I asked this question myself:
We’re having an argument, which I hope you guys will help resolve.
Say I have a simple factory defined like this:
angular.module('myModule', []) .factory('Fact', function() { var Fact = function() { var that = {}; that.var1 = []; that.var2 = []; return that; }; var fact = { get: function() { return Fact(); } }; return fact; });
I found out that this code will be working if I write it like this:
angular.module('myModule', []) .factory('Fact', function() { var fact = { get: function() { return Fact(); } }; return fact; }); var Fact = function() { var that = {}; that.var1 = []; that.var2 = []; return that; };
Namely, I can take this code of the object Fact
and put it in some other plain .js
file, include it before the Angular one (in index.html
file) and this “would work”.
However, I’m trying to resolve an argument that this approach is not good (well, not an Angular approach at that) because then this Fact
is “laying around on the global scope”, which is not good.
In which circumstances would you say that this is/isn’t a good solution?
Is there a way to include a “nonAngular” code (simple JavaScript code written in some .js
file) into the Angular factory?
I accepted the answer from user Dan Prince:
Between factories, services, providers, constants and values, there’s not really a good reason to have any code outside of Angular’s constructs unless it’s third party code.

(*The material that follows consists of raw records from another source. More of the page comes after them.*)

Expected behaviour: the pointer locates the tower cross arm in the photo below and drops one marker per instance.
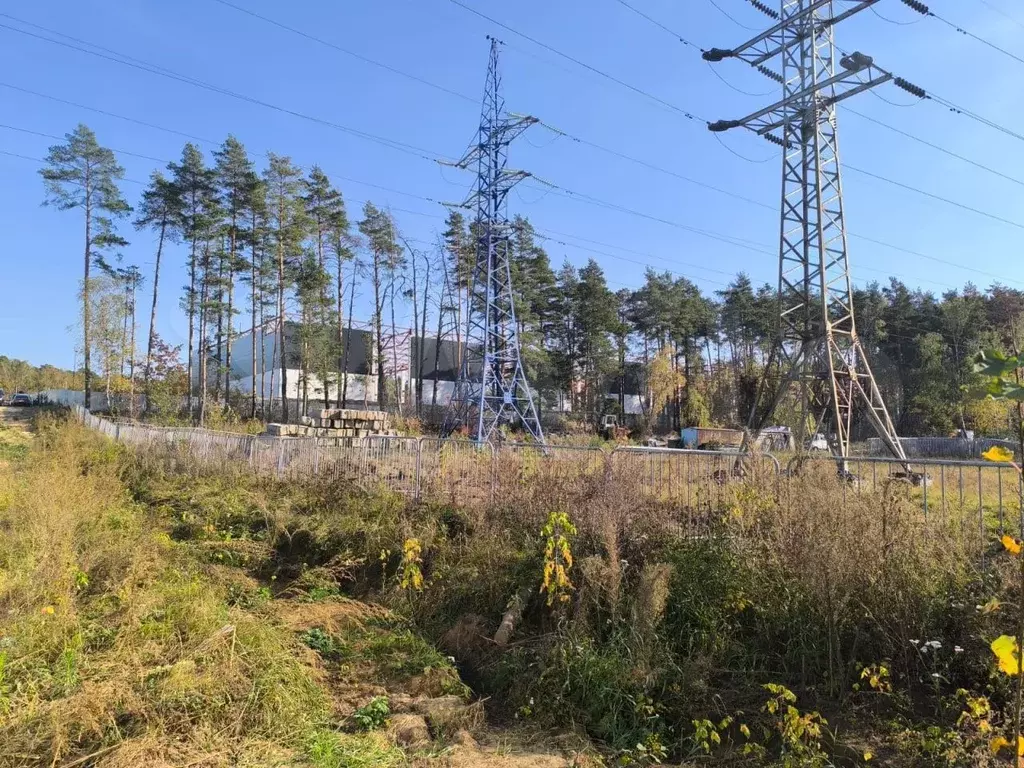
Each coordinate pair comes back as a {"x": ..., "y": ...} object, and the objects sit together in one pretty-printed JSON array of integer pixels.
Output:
[
  {"x": 775, "y": 40},
  {"x": 859, "y": 74},
  {"x": 505, "y": 131}
]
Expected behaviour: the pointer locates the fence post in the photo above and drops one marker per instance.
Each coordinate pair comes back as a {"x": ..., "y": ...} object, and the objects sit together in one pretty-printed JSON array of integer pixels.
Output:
[
  {"x": 494, "y": 472},
  {"x": 419, "y": 467}
]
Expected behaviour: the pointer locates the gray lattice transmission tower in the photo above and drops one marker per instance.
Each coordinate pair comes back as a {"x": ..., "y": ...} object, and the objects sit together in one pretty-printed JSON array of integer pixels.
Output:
[
  {"x": 492, "y": 389},
  {"x": 817, "y": 347}
]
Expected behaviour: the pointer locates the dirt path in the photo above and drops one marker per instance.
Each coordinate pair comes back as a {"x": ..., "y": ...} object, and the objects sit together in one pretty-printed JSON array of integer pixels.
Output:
[
  {"x": 15, "y": 433},
  {"x": 436, "y": 728}
]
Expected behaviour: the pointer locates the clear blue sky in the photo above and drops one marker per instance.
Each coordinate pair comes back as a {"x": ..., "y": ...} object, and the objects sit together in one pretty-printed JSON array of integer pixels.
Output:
[{"x": 40, "y": 255}]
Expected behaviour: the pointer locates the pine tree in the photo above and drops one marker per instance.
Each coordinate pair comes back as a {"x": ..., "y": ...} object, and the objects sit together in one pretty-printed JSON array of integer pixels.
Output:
[
  {"x": 82, "y": 174},
  {"x": 160, "y": 211},
  {"x": 233, "y": 172},
  {"x": 330, "y": 230},
  {"x": 257, "y": 279},
  {"x": 378, "y": 228},
  {"x": 460, "y": 262},
  {"x": 535, "y": 287},
  {"x": 288, "y": 228},
  {"x": 195, "y": 183},
  {"x": 595, "y": 322}
]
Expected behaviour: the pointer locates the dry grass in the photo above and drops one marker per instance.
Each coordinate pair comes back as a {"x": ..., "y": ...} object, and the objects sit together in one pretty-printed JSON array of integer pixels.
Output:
[{"x": 116, "y": 644}]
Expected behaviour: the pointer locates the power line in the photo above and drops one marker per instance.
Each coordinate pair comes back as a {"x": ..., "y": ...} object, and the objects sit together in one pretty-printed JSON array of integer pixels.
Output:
[
  {"x": 1001, "y": 12},
  {"x": 388, "y": 142},
  {"x": 651, "y": 166},
  {"x": 926, "y": 11},
  {"x": 107, "y": 114},
  {"x": 732, "y": 18},
  {"x": 676, "y": 35},
  {"x": 935, "y": 146},
  {"x": 155, "y": 70},
  {"x": 579, "y": 197},
  {"x": 939, "y": 198},
  {"x": 347, "y": 52},
  {"x": 606, "y": 76},
  {"x": 660, "y": 262}
]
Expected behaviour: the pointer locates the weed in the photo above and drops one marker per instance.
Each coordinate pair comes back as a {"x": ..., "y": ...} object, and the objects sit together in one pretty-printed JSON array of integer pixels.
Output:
[
  {"x": 331, "y": 750},
  {"x": 373, "y": 715},
  {"x": 557, "y": 557}
]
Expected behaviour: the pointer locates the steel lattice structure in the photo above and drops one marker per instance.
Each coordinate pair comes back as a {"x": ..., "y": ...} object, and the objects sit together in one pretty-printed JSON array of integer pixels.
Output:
[
  {"x": 492, "y": 389},
  {"x": 817, "y": 347}
]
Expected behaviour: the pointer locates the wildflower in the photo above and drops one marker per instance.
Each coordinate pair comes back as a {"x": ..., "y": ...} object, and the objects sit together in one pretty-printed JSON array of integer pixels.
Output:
[
  {"x": 1008, "y": 653},
  {"x": 1012, "y": 545}
]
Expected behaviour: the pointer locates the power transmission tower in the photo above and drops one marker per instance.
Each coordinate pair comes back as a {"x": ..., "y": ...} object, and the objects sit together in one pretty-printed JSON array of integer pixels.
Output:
[
  {"x": 817, "y": 345},
  {"x": 492, "y": 389}
]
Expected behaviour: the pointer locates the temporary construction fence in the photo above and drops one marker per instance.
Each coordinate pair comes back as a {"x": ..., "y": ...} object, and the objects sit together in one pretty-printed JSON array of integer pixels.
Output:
[
  {"x": 459, "y": 471},
  {"x": 984, "y": 496}
]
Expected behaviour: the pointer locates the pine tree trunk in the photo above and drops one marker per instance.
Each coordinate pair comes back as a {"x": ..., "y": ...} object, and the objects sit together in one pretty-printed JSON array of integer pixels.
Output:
[
  {"x": 220, "y": 324},
  {"x": 253, "y": 332},
  {"x": 203, "y": 317},
  {"x": 347, "y": 344},
  {"x": 153, "y": 313},
  {"x": 281, "y": 322},
  {"x": 86, "y": 309},
  {"x": 417, "y": 341},
  {"x": 192, "y": 323},
  {"x": 378, "y": 328},
  {"x": 227, "y": 333},
  {"x": 394, "y": 349},
  {"x": 131, "y": 358},
  {"x": 341, "y": 333},
  {"x": 273, "y": 369},
  {"x": 423, "y": 333}
]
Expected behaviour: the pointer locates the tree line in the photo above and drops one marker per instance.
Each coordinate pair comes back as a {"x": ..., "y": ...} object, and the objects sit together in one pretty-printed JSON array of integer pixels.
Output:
[{"x": 262, "y": 245}]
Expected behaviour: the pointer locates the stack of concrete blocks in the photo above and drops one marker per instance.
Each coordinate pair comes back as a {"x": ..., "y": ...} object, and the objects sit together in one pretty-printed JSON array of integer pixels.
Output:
[{"x": 337, "y": 424}]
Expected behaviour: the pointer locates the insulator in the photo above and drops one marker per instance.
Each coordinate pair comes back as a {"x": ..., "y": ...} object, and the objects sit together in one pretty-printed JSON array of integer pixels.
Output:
[
  {"x": 918, "y": 6},
  {"x": 909, "y": 87},
  {"x": 764, "y": 8}
]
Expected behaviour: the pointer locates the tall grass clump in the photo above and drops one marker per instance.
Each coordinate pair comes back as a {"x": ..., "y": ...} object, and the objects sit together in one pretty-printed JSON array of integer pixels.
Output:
[{"x": 118, "y": 646}]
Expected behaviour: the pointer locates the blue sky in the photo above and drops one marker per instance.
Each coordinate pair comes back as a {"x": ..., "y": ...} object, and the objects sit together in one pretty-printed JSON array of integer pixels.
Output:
[{"x": 435, "y": 40}]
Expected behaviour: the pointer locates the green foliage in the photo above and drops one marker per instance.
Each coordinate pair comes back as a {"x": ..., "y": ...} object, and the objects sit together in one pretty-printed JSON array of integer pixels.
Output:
[
  {"x": 332, "y": 750},
  {"x": 373, "y": 715}
]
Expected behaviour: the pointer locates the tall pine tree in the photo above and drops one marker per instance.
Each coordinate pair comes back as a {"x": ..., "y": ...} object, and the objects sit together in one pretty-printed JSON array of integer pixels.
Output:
[{"x": 81, "y": 174}]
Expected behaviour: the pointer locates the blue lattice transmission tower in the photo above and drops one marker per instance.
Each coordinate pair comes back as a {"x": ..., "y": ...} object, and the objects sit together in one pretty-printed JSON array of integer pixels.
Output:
[
  {"x": 817, "y": 346},
  {"x": 492, "y": 389}
]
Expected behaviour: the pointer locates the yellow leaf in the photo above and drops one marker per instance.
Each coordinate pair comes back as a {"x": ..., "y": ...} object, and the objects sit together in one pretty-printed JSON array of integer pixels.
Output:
[
  {"x": 997, "y": 743},
  {"x": 997, "y": 454},
  {"x": 1006, "y": 650}
]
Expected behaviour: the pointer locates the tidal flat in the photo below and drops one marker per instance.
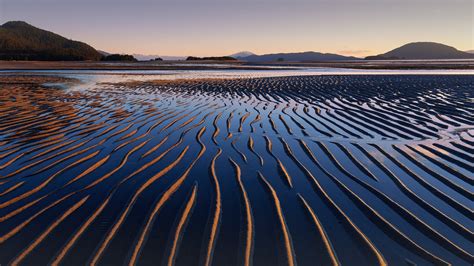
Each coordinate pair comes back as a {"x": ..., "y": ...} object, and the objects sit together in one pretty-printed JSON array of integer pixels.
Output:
[{"x": 256, "y": 170}]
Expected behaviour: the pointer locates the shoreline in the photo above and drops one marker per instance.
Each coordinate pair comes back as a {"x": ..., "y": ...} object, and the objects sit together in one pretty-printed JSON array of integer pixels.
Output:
[{"x": 219, "y": 65}]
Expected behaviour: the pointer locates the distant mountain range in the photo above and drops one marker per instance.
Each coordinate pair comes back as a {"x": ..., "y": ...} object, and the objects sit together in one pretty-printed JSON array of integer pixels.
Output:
[
  {"x": 240, "y": 55},
  {"x": 423, "y": 50},
  {"x": 297, "y": 57},
  {"x": 21, "y": 41}
]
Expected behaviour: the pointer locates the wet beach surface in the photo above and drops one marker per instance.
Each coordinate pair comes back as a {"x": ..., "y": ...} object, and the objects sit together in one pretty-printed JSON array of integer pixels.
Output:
[{"x": 334, "y": 169}]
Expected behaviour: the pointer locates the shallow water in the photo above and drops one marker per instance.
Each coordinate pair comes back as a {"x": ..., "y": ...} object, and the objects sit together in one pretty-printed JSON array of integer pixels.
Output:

If it is, you won’t have control over the way that the library, framework, etc registers itself. It might use the global scope, alternatively, it might provide a module export.
Where possible, the cleanest and safest way to include third party code inside Angular is with a build-step using a module bundler.
For instance, I want to use the hypothetical package
foojs
from inside Angular using browserify:Install the package with npm
npm install --save foojsThen use it like this.
var foojs = require('foojs'); var app = angular.app('myapp') app.service('myservice', function() { // here we can use foojs safely });You can also achieve similar things with WebPack.
The reason this is safer is because after the build step, all the modules will be wrapped inside a function that protects the global scope.
If you aren’t able to use a module bundler, then the only option is to use the global scope and allow the third party code to bind onto the window object.